Bannalia: trivial notes on themes diverse: March 2014

Monday, March 31, 2014

Already/still

"Already" refers to some condition C that has begun in the past and is still in effect, in practical terms or with regard to its impact on the speaker:

"Still", on the other hand, is relative to a condition currently ongoing but bound to finish at some point in the future:

So, it would be odd to qualify a given event with both adverbs in the same sentence,

because each would claim the statement focus: one is hard-pressed to find real-life examples of this configuration.
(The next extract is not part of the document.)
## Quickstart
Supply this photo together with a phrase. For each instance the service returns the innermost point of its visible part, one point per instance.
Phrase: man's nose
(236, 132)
This evening I went out for dinner at around 9:00PM or so. As daylight saving time has just kicked in in Spain, yesterday was the first time in the year that the setting sun can still be seen hiding behind rooftops at such a late hour. I exclaimed:

¡Ya es todavía de día!

which could be roughly translated to:

There's already still daylight!

So there you have it, "already" and "still" in the same sentence. In reality, the temporal structure of the sentence is not like depicted above, but rather the following:

C is the moment daylight time saving goes into effect, and C' the situation where the sun is out, that is, between dawn and dusk.The funny thing about the statement is that "already" refers to C and "still" to C', a sort of multi-scale sentence. A clearer paraphrasing reveals this:

The day has already come when there's still daylight this late!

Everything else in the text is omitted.